Secrets: Environment Variables and Build Args

Shipyard allows you to define secrets (plaintext or hidden) that are injected into your environments. This keeps your project secure so you won't need to worry about storing this data in any of your repositories.

Shipyard injects secrets at:

  1. build time (called build arguments) OR
  2. runtime (called environment variables)


You can add secrets individually:

Or use Batch Upload to set multiple secrets at once.

When batch uploading, copy the contents of your .env file and paste them into the modal.

If you're not using an .env file to store your variables, run something like the following command to output your environment variables to your terminal:

env | grep 'DEV'

This returns all env vars whose key matches DEV. Adjust your search term accordingly.

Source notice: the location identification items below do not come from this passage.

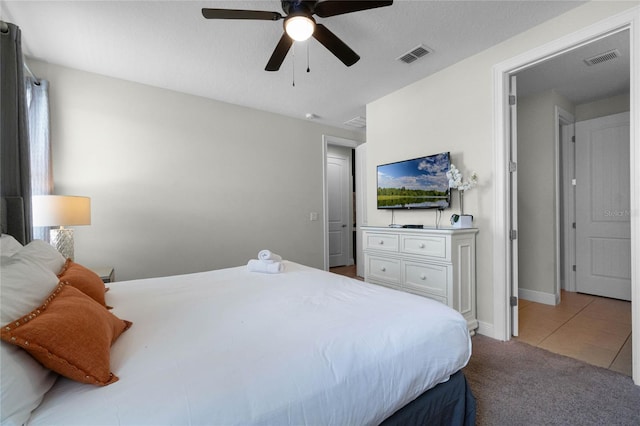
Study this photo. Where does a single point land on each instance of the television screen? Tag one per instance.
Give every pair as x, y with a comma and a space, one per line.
420, 183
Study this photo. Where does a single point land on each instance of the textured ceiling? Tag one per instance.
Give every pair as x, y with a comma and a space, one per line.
169, 44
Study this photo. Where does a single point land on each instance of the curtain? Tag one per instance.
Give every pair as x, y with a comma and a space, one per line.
14, 140
37, 94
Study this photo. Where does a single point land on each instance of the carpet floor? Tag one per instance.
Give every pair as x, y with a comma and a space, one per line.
518, 384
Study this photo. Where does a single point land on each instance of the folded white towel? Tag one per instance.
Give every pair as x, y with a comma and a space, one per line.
267, 267
269, 255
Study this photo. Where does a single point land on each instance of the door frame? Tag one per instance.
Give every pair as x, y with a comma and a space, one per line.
628, 20
565, 241
331, 140
343, 155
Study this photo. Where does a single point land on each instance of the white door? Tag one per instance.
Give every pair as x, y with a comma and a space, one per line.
568, 245
603, 232
513, 185
338, 209
361, 204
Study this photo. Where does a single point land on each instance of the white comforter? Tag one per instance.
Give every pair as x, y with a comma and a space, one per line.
237, 347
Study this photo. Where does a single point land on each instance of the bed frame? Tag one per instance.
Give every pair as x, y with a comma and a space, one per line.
449, 403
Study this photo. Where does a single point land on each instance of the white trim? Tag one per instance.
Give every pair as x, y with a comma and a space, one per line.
329, 140
560, 117
629, 19
564, 118
538, 297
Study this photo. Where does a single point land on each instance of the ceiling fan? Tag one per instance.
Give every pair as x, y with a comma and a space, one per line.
299, 24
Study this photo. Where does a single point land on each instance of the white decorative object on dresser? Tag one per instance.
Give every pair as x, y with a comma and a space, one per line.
435, 263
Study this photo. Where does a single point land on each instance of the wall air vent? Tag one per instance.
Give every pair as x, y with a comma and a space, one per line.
603, 57
415, 54
358, 122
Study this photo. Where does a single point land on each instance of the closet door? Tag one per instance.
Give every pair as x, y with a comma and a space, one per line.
603, 232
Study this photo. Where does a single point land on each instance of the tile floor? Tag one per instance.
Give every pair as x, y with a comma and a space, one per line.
593, 329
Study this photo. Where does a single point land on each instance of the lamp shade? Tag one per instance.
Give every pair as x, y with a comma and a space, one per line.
61, 210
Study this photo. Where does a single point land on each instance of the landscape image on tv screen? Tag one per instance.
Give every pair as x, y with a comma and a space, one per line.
420, 183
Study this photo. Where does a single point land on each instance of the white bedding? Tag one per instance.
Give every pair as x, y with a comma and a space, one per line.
237, 347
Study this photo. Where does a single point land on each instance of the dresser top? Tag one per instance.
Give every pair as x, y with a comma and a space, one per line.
447, 230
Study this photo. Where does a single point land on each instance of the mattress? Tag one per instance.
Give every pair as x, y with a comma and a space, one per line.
236, 347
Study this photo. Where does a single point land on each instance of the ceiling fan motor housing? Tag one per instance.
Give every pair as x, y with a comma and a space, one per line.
298, 7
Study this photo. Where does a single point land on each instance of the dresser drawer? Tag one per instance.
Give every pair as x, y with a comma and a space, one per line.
386, 242
383, 269
432, 279
435, 246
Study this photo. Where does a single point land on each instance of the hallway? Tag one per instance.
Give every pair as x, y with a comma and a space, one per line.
593, 329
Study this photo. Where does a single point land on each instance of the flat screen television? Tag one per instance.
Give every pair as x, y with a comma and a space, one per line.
419, 183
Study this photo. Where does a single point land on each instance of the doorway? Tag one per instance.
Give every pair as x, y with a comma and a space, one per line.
504, 231
341, 201
546, 120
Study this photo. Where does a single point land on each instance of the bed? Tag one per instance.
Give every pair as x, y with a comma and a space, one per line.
232, 346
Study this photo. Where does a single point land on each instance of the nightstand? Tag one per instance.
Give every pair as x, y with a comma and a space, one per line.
106, 273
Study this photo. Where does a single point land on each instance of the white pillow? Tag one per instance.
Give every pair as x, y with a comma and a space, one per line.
44, 253
24, 383
26, 279
9, 245
25, 283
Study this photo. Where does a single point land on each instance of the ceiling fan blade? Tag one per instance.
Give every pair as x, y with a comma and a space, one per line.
335, 45
240, 14
328, 8
280, 52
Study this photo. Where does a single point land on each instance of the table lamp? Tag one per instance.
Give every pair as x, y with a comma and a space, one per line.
61, 210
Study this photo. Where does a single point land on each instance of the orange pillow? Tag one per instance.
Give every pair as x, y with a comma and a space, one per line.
70, 334
84, 279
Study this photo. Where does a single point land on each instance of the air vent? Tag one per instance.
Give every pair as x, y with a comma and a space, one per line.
415, 54
603, 57
358, 122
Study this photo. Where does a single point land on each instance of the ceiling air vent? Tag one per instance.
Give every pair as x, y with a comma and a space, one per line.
415, 54
358, 122
603, 57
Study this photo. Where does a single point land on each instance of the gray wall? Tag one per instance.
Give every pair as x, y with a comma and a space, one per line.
180, 183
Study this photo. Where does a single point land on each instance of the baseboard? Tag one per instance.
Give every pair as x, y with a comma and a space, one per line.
486, 329
537, 296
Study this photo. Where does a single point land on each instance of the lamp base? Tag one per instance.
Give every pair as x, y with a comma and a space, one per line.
62, 240
462, 221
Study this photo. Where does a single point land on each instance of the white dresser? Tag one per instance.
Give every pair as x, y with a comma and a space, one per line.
435, 263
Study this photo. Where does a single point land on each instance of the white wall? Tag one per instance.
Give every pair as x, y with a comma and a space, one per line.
537, 191
452, 111
180, 183
602, 107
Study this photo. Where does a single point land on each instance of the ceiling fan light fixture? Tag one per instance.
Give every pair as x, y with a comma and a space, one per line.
299, 27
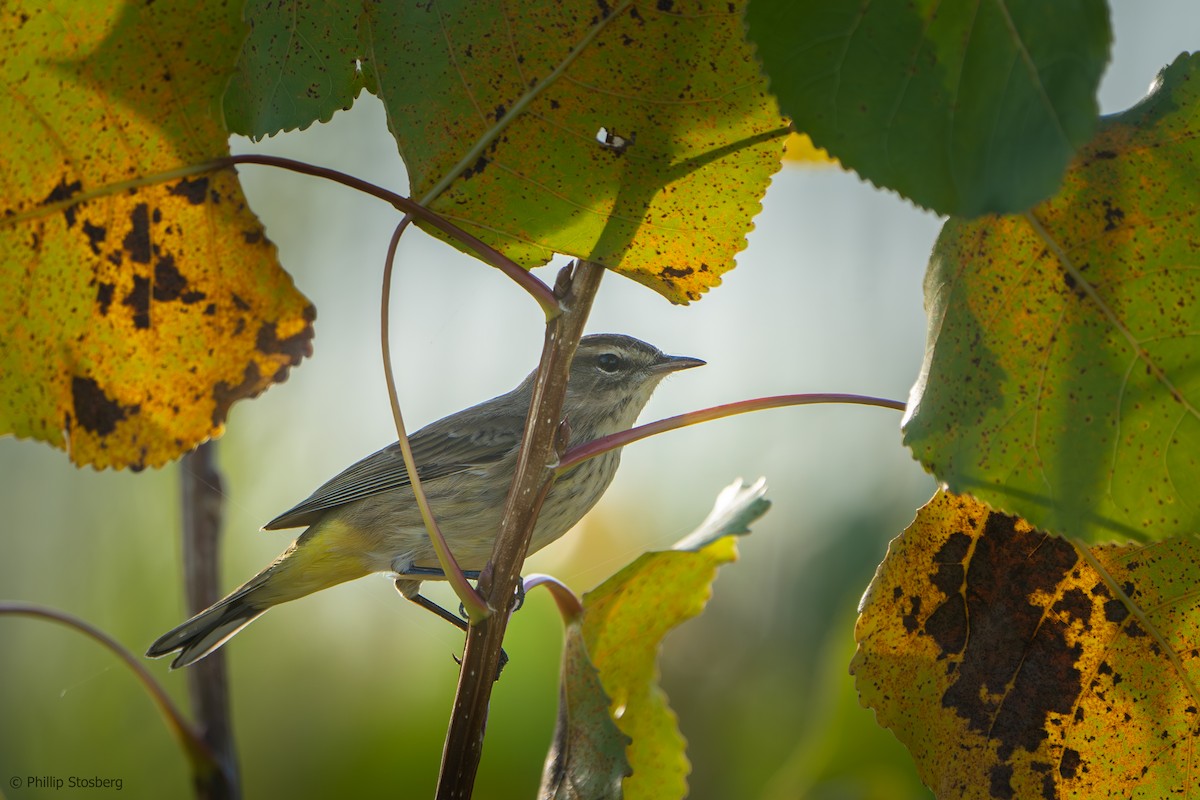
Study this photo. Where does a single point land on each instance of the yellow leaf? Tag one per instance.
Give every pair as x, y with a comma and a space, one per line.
1013, 665
798, 149
138, 298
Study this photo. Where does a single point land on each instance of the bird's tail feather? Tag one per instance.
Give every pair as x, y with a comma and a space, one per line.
208, 630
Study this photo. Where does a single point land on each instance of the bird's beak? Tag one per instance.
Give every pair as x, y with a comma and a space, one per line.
676, 362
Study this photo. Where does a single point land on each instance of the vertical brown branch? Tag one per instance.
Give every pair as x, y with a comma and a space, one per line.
535, 469
208, 681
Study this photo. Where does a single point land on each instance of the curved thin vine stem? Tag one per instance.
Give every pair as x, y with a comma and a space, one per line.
199, 755
471, 599
580, 453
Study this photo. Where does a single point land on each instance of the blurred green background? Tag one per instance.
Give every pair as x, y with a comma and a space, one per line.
348, 691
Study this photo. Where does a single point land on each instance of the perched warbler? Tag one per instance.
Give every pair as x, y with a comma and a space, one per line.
366, 519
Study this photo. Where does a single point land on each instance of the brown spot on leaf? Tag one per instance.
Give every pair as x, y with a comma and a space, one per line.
193, 190
105, 298
138, 300
137, 241
1069, 763
677, 271
61, 192
1017, 667
168, 282
95, 410
294, 347
223, 395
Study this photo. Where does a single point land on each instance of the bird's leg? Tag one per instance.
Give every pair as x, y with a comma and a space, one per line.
432, 572
457, 621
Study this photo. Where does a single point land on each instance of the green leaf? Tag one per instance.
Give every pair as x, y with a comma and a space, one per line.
497, 108
1061, 376
624, 621
965, 108
1013, 665
297, 67
139, 296
587, 758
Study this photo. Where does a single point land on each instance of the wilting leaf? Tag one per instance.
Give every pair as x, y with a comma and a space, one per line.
587, 758
1062, 368
640, 136
624, 621
136, 304
1013, 665
966, 108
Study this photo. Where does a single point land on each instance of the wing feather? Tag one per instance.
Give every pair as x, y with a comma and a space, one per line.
439, 449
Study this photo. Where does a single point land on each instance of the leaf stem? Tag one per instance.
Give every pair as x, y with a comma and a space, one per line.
490, 136
537, 289
569, 606
202, 758
471, 599
587, 450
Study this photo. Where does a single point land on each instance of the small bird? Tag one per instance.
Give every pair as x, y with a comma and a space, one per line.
366, 519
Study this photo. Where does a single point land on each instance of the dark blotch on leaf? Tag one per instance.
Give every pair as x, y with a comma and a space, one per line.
94, 410
912, 619
195, 191
294, 347
1069, 763
477, 168
223, 395
105, 298
95, 234
61, 192
1017, 667
168, 282
1113, 216
138, 300
137, 241
1115, 611
1000, 782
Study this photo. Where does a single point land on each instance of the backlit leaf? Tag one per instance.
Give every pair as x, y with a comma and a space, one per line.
297, 67
965, 107
587, 758
624, 621
136, 304
1014, 666
1062, 367
637, 134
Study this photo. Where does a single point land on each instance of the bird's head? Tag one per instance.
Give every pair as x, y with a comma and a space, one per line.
612, 378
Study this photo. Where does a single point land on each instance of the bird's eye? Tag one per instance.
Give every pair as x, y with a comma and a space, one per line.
609, 361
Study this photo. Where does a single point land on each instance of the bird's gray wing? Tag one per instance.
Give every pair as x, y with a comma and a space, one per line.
441, 449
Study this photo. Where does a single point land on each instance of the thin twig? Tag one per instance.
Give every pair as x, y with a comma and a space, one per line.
537, 289
604, 444
197, 751
471, 600
208, 681
534, 474
569, 605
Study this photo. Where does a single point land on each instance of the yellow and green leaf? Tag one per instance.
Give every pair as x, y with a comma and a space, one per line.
640, 136
139, 298
1061, 376
624, 623
1014, 665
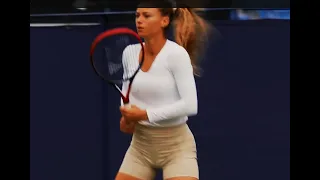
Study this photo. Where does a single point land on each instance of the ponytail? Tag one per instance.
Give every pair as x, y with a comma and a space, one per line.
191, 31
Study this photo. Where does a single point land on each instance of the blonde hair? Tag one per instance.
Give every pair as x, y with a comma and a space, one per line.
191, 32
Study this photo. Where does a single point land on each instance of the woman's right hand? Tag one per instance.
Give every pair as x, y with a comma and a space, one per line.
126, 127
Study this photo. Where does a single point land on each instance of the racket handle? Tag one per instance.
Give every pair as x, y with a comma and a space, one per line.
127, 106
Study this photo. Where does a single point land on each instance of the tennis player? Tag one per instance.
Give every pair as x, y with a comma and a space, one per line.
163, 95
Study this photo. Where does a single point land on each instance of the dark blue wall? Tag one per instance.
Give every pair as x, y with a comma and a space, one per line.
242, 129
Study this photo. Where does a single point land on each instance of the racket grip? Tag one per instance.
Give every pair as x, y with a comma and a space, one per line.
127, 105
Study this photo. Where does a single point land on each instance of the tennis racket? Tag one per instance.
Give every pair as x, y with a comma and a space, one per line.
116, 56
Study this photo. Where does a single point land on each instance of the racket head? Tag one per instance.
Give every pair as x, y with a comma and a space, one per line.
117, 55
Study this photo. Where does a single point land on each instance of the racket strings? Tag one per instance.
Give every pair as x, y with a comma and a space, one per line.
120, 59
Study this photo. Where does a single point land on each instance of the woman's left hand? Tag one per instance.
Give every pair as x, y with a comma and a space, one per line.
133, 113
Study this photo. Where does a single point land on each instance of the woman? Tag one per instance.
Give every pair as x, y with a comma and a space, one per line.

In addition to allowing users to set custom secrets, Shipyard injects the following secrets into projects by default:

  • SHIPYARD_DOMAIN: The active domain of the project. If the project is a remote deploy and has a custom domain, this is its value. Otherwise the active domain of the project is injected.
  • SHIPYARD_DOMAIN_<SERVICE_NAME>: The active domain of each service will also be injected into each container. If you have no services on a unique domain, these will all match SHIPYARD_DOMAIN.
  • SHIPYARD_EPHEMERAL: true if the project is ephemeral, false if it is a remote deploy.
  • SHIPYARD_COMMIT: The running project's latest commit hash.